Night terrors as I reflect my life in this mirror;
An addict still a child, a child of an addict;
This 23 year old woman hurting to stay strong;
In a world where I sometimes feel as though I don’t belong;
The beatings the scars, why does life have to be so hard;
Molested at ages, 4, 7 and nine;
Take this tape out and don’t ever press rewind;
If you were never born he said,… then me and your moms would get along;
Why cant you just leave me alone,.. stop hurting my emotions and treated me so wrong;
Emotions, emotions,… they ran so deep;
From the hole in my heart to the cracks in my feet;
That night with a prayer,… I cried my self to sleep;
Thinking this is my last prayer and then I’ll call it defeat;
She finally let him go though as yall should know;
But why should it had to take that much pain from a child to show;
Because she was an addict; an addict of abuse;
And the man that she loved,… was a victim of drug use!
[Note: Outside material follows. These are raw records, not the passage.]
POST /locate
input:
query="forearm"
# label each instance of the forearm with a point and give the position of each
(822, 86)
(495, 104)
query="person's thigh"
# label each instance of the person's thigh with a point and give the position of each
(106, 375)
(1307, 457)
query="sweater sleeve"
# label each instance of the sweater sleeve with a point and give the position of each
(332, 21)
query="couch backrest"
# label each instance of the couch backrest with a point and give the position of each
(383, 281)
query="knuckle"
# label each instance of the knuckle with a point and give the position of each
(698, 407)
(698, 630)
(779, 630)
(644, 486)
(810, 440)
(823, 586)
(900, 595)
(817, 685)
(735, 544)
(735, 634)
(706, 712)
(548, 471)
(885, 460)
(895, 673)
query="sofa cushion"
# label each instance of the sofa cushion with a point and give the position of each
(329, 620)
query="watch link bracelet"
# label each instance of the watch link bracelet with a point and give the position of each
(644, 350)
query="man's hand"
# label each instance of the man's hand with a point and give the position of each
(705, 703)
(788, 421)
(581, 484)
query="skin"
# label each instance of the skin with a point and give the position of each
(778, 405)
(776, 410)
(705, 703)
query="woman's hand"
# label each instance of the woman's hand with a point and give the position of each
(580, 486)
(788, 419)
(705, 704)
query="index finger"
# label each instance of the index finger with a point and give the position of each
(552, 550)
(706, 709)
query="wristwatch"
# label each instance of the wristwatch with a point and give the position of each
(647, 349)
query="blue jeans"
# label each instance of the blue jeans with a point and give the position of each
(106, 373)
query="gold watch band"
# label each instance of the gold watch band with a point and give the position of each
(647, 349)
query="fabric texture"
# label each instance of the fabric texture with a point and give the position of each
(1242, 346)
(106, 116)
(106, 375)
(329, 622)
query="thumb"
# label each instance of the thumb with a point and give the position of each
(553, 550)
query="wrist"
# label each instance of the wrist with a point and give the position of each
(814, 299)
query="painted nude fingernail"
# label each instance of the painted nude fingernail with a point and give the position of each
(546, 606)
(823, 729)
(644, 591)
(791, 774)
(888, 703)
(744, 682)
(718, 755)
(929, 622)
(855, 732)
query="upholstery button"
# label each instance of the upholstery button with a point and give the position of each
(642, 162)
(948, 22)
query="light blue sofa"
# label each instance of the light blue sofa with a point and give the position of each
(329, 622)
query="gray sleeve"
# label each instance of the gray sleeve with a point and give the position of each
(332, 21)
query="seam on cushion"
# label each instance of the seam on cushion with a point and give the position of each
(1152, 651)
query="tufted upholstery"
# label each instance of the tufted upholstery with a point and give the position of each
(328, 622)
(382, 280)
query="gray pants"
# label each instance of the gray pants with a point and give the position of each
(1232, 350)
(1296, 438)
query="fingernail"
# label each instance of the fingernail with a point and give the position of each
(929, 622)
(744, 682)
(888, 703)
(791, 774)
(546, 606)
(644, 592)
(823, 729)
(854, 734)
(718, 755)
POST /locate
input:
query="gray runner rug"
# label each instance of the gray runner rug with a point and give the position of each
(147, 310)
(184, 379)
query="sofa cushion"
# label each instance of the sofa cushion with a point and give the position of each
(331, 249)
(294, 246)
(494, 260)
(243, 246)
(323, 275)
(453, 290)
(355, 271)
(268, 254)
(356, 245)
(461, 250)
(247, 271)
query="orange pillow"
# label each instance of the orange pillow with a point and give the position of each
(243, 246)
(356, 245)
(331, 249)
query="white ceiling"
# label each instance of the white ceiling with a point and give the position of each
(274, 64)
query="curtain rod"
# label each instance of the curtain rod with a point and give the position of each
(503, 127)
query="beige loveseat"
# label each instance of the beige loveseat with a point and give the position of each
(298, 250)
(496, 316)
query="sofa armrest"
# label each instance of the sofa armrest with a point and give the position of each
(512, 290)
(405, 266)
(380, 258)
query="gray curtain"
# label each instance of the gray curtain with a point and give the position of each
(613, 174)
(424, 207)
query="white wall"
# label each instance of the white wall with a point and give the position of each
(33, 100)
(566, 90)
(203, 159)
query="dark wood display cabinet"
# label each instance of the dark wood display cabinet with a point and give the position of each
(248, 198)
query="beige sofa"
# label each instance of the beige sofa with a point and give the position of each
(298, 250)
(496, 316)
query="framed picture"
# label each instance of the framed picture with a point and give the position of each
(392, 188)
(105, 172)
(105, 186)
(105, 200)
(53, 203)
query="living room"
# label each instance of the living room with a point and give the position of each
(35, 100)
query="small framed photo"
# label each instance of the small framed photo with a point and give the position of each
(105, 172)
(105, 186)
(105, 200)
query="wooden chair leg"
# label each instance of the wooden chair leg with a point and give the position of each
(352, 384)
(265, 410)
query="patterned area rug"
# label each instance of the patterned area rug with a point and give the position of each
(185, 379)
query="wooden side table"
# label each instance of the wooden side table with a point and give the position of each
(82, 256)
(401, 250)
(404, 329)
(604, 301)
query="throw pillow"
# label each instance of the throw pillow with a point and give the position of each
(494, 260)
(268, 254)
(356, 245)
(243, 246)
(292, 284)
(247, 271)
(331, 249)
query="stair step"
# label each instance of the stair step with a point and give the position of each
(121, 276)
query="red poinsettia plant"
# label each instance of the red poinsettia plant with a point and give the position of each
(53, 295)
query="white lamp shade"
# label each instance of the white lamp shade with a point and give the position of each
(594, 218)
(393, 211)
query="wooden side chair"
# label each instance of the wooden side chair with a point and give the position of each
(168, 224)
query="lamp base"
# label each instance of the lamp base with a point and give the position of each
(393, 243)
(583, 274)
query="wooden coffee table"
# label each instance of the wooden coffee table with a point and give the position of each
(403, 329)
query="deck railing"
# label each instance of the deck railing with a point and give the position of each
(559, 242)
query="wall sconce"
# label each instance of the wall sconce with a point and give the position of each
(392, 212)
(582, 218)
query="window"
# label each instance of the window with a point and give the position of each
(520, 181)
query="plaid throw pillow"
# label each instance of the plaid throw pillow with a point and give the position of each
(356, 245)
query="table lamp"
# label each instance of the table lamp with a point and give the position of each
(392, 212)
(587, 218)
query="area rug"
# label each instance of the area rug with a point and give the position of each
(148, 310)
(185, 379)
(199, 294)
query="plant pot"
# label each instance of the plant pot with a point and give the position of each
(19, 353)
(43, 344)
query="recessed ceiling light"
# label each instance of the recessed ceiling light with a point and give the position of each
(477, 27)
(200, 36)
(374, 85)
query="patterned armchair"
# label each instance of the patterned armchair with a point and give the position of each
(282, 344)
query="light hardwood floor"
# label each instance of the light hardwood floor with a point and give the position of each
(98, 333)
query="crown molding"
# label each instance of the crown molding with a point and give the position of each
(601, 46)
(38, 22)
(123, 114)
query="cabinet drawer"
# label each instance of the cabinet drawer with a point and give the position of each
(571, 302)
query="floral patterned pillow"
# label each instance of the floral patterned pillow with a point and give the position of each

Night terrors, as I reflect my life in this mirror;
This tell doesn’t get any clearer so use my life as your mirror;
So many nights of abuse, constant tricking and getting used;
Long days of pain,.. soon became the life of drug use;
Prescript meds,.. but its still a drug;
Popped two by the hour like I was making love;
Scream he said,… and I’ll kill you ;
Next thing you know,.. I was on that cold bench;
3men, one night, my birthday to be exact;
Thought it was my fault,… but it was there attack;
They left me in the park, on that just to bleed;
Like I was just some animal,.. boy was that mean;
They took me in and out for what felt like eternity;
and what’s even graver,.. is because I forgive them for hurting me;
how could people be so cruel; so rude, you aint know me or what I’d been through;
all you know,.. is you knew was that you and your crew found something fun to do;
my built self-esteem you took from me;
but im still living right,.. so I’ll let it be!